TCatNG Toolkit :: Text Categorization via N-Grams

What is TCatNG?

The TCatNG Toolkit is a Java package that you can use to apply N-Gram analysis techniques to the process of categorizing text files.

N-Grams are short sequences of bytes or letters, and their statistics provide valuable informations about byte sequences and strings. N-Gram based approaches are very powerful in text categorization because every string is decomposed into small parts, and errors tend to affect only a limited number of those parts, leaving the remainder intact.
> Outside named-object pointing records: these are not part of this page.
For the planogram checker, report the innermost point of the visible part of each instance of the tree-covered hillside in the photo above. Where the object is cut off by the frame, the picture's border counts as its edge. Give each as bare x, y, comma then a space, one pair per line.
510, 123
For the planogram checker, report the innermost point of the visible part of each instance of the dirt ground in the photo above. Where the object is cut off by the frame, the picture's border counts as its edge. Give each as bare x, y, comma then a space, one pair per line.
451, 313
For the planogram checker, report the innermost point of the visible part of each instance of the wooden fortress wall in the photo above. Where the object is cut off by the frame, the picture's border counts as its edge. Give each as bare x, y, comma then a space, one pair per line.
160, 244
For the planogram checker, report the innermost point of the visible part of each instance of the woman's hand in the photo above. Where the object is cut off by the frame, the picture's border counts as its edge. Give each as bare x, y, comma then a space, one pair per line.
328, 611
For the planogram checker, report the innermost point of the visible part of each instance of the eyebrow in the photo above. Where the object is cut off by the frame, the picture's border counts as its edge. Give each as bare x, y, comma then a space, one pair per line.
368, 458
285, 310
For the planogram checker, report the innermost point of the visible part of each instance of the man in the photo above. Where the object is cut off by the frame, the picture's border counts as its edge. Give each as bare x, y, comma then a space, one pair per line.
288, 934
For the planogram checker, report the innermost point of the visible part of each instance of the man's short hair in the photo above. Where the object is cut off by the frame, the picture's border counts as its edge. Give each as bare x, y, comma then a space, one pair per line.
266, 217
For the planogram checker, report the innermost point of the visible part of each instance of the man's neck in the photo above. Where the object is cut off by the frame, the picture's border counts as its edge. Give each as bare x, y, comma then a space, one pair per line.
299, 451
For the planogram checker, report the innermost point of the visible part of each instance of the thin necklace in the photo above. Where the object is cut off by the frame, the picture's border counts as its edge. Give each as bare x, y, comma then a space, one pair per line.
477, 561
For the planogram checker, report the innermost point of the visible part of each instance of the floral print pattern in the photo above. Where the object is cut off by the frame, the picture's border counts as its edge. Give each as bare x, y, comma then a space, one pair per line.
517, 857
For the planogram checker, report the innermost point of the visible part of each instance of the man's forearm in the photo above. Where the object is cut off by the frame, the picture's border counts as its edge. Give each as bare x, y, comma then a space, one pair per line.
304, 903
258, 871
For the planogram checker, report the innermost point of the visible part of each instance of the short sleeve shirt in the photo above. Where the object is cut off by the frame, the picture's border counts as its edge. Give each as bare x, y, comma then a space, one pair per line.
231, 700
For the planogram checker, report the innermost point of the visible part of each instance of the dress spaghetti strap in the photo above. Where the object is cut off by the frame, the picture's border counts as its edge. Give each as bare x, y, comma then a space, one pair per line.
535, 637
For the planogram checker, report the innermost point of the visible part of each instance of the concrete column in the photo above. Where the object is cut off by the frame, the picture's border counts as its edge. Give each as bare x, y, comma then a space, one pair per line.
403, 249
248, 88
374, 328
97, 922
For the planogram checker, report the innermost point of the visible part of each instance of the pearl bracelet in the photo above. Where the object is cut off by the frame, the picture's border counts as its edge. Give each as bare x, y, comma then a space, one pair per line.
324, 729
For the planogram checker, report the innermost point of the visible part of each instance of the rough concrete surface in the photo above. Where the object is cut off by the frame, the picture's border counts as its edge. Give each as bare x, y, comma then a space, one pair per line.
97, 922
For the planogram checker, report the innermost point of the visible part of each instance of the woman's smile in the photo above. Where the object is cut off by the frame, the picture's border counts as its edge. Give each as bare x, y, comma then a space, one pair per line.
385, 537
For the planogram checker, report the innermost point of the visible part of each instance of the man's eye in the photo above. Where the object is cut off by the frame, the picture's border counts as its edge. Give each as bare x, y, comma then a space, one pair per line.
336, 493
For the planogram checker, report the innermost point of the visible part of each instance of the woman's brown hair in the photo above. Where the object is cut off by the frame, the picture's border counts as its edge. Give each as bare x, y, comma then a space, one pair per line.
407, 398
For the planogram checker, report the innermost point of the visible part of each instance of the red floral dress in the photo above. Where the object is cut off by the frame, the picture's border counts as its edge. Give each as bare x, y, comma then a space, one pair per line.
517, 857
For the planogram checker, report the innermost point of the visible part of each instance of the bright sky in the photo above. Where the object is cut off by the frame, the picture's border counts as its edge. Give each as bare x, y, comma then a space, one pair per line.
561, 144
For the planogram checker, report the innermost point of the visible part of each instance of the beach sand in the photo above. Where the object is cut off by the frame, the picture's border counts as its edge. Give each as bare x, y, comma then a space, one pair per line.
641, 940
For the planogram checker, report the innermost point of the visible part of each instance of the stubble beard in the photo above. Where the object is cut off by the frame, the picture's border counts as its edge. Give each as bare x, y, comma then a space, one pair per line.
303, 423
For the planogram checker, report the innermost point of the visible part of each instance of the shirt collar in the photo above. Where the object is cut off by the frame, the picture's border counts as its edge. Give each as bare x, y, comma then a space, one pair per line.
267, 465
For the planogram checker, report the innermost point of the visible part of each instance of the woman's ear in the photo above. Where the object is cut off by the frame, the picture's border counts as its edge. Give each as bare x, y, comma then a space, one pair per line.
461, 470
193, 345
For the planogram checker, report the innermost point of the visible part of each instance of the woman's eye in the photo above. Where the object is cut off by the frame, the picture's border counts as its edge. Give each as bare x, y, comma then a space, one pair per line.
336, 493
The use of character N-Grams also does not explicitly or implicitly require the specification of a separator, as it is necessary for words. Consequently, analyzing a text in terms of N-Grams constitutes a valuable approach for text written in any language based on an alphabet and the concatenation text-construction operator, eliminating the need for complex text tokenization, stemming, and/or lemmatization.

There are many possible applications: categorizing documents by topic, detecting the author of a text, or recognizing the language and encoding for a bunch of bytes (i.e. in a search engine, to figure the language of a document). This is actually the first application this software package was designed for, but many other uncharted areas are up to you to explore.

In sum, this package offers a robust research framework for experimenting with text categorization using character N-Grams.

People

TCatNG was developed at the XLDB group of the Department of Informatics of the Faculty of Sciences of the University of Lisbon in Portugal. It was created to support the research paper "Language Identification in Web Pages".

TCatNG was written by Bruno Martins and Nuno Seco.

Research

TCatNG is a Java package that implement the classification technique described in Cavnar & Trenkle, "N-Gram-Based Text Categorization".

The central idea of the Cavnar & Trenkle technique is to calculate a "fingerprint" of a document with an unknown category, and compare this with the fingerprints of a number of documents for which the categories are known. The categories of the closest matches are output as the classification. A fingerprint is a list of the most frequent n-grams occurring in a document, ordered by frequency. Fingerprints are compared with a simple "out-of-place" metric.

This package also implements some extentions to the original proposal. Among other things, the software offers support for Good-Turing smoothing and new fingerprint comparison methods based on the similarity metrics proposed by Lin in "An information-theoretic definition of similarity" and Jiand & Conranth in "Semantic Similarity Based on Corpus Statistics and Lexical Taxonomy". Other classification methods besides nearest neighbour are also implemented, such as Support Vector Machines or Bayesian Logistic Regression.

Availability

TCatNG is released under the BSD License, which basically states that you can do anything you like with it as long as you mention the authors and make it clear that the library is covered by the BSD License. It also exempts us from any liability, should this library eat your hard disc or kill your cat.

Source code, samples and detailed documentation are provided in the download. The Java API documentation is also available online.

The toolkit requires very small amounts of disk space to install and run. We encourage you to try it out and let us know of any problems you find. We would also be very happy to hear from people who are using this software package.